Time Scales in Finance - Introducing event-driven finance to graduate students
In classical finance statistical noise is introduced to drive stock dynamics and quantify option pricing. This means the stock sits in a "heat bath". But much of actual trading concerns itself with events, such as take-overs, earnings announcements, etc. Such an event introduces a singularity into the pricing kernel. And mesoscopic quantities, such as volatility, become irrelevant or misleading. Here we look at a spectrum of events and see how they manifest themselves in time and pricing.

Thursday 21 October - Philippe Casgrain (ETH Zürich)

Anytime-valid sequential testing for elicitable functionals via supermartingales
We consider the problem of testing statistical hypotheses and building confidence sequences for elicitable and identifiable functionals, a broad class of statistical quantities which are of particular interest in the field of quantitative risk management. Assuming a framework in which data is collected sequentially, where a user may choose to accept or reject a hypothesis at any point in time, we provide powerful distribution-free and anytime-valid testing methods which rely on controlled supermartingales. Leveraging tools from online convex optimization, we show that tests can be optimized to improve their statistical power, with asymptotic guarantees for rejecting false hypotheses. By "inverting the test", these methods are extended to the task of confidence sequence building. Lastly, we implement these techniques on a range of examples to demonstrate their effectiveness.

Thursday 7 October - Birgit Rudloff (Vienna University of Economics and Business)

Epic Math Battles: Nash vs. Pareto
Nash equilibria and Pareto optimization are two concepts when dealing with multiple criteria. It is well known that the two concepts do not coincide.

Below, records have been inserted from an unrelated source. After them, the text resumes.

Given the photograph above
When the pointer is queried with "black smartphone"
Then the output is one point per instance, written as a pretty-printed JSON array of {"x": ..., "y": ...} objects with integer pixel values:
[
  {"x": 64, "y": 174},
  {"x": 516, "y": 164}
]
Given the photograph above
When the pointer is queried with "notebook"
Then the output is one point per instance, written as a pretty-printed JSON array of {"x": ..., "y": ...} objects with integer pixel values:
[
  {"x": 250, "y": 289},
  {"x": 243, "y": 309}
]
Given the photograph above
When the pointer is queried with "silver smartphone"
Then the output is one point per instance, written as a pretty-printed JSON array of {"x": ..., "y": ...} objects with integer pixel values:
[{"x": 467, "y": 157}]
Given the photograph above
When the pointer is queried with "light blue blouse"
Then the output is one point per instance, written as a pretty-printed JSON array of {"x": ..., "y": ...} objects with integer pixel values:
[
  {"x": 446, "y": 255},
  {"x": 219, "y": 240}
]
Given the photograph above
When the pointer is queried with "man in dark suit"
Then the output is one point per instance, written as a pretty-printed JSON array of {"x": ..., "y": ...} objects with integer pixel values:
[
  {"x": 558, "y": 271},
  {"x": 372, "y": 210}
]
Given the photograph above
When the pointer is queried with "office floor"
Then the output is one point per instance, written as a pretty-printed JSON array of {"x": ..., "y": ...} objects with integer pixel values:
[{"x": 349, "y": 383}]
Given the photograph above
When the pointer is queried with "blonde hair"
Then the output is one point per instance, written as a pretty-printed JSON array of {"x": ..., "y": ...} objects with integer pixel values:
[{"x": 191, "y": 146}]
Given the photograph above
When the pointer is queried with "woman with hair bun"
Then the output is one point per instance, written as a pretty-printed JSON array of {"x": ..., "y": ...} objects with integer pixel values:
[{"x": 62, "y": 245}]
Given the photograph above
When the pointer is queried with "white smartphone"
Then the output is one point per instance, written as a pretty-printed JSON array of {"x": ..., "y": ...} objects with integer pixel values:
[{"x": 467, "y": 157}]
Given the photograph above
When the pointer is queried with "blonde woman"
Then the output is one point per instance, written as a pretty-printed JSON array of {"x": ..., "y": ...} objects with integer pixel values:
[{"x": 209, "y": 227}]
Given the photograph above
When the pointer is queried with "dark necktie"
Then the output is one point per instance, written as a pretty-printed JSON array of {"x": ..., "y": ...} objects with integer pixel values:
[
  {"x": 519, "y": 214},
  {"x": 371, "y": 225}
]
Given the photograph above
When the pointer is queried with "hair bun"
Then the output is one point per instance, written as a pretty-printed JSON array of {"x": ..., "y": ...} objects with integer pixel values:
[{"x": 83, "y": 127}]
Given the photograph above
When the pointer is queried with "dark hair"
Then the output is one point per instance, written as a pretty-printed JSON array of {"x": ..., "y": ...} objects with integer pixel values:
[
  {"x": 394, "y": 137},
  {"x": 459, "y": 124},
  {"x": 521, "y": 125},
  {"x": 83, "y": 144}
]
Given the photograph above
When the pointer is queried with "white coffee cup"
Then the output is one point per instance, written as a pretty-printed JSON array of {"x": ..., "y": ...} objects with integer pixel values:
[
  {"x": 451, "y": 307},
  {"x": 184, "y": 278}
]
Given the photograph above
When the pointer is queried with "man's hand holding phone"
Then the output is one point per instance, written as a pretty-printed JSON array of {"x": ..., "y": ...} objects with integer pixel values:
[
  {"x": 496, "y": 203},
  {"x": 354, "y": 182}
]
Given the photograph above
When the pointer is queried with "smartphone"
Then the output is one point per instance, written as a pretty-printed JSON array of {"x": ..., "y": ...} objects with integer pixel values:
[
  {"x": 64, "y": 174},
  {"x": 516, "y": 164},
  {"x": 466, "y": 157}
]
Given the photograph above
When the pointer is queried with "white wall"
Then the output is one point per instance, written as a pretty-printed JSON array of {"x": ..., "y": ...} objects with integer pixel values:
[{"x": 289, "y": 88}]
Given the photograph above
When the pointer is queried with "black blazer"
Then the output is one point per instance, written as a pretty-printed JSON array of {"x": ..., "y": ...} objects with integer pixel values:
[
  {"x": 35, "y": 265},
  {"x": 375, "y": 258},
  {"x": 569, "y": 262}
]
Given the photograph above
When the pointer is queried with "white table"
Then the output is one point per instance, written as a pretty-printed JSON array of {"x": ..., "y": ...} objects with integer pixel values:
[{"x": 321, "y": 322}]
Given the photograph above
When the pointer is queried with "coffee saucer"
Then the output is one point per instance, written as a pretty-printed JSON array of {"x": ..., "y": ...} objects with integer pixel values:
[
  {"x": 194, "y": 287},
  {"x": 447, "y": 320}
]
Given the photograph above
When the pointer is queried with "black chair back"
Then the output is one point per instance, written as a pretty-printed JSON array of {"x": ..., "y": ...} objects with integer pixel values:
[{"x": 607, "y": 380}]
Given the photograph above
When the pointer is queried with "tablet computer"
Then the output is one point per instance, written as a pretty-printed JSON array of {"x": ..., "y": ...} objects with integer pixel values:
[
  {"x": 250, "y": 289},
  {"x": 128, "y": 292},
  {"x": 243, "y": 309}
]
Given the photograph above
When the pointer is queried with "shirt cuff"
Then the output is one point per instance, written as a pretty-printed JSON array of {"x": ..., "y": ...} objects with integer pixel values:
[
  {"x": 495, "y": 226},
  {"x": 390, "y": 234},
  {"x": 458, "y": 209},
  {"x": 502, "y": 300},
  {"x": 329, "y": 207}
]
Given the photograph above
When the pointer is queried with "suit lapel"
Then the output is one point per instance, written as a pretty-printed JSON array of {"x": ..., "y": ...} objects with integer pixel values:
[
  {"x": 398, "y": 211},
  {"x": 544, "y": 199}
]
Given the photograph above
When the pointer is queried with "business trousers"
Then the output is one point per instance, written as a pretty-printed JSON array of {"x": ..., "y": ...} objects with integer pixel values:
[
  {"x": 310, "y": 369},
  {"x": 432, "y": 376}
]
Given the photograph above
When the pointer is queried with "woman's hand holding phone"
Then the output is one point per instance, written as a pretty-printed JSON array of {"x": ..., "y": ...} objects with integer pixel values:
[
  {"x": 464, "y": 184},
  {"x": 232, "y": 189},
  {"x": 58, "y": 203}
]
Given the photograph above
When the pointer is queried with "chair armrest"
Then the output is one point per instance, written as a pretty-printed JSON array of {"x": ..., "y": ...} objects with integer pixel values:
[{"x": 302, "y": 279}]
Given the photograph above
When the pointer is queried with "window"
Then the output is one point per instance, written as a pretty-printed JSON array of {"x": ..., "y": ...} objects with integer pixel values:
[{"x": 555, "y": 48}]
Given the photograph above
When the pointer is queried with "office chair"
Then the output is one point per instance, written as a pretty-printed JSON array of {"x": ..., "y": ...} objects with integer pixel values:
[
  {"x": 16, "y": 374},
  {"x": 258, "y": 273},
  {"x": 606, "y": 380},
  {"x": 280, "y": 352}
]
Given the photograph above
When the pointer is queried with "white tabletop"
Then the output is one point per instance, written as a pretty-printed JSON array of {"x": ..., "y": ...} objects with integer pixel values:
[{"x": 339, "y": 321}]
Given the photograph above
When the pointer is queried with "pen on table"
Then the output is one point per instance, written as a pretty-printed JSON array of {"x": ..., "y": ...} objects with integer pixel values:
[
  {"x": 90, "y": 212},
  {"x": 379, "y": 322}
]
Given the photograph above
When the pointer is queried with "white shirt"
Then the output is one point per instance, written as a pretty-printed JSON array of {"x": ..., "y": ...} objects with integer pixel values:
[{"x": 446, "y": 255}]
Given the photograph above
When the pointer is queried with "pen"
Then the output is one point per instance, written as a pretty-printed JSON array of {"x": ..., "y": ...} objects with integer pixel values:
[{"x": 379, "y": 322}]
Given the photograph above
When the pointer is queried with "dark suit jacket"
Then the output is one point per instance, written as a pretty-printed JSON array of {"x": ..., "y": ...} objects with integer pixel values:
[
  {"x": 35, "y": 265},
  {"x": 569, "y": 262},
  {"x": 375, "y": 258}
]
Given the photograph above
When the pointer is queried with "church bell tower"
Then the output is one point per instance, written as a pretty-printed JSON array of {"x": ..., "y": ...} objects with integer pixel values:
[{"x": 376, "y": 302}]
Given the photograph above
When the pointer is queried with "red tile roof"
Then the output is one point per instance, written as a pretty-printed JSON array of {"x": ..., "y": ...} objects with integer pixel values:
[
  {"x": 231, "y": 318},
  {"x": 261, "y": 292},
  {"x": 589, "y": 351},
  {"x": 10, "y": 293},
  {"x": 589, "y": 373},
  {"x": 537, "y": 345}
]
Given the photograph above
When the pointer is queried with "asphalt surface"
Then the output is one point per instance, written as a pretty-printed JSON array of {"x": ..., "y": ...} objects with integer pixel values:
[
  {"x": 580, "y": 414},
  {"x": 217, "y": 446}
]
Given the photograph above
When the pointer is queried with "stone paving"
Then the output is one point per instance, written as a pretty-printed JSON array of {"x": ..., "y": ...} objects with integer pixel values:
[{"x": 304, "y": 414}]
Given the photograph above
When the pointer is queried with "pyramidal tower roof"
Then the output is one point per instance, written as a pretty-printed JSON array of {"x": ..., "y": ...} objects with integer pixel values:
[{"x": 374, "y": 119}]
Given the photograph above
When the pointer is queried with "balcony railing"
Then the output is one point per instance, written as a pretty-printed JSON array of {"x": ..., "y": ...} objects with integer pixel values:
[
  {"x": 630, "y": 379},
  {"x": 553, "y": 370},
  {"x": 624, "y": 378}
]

However, in this work we show that it is possible to characterize the set of all Nash equilibria for any non-cooperative game as the Pareto optimal solutions of a certain vector optimization problem. To accomplish this task, we enlarge the objective function and formulate a non-convex ordering cone under which Nash equilibria are Pareto efficient. We demonstrate these results, first, for shared constraint games in which a joint constraint is applied to all players in a non-cooperative game. This result is then extended to generalized Nash games, where we deduce two vector optimization problems providing necessary and sufficient conditions, respectively, for generalized Nash equilibria. Finally, we show that all prior results hold for vector- valued games as well. Multiple numerical examples are given and demonstrate the computational advantages of finding the set of Nash equilibria via our proposed vector optimization formulation in these cases.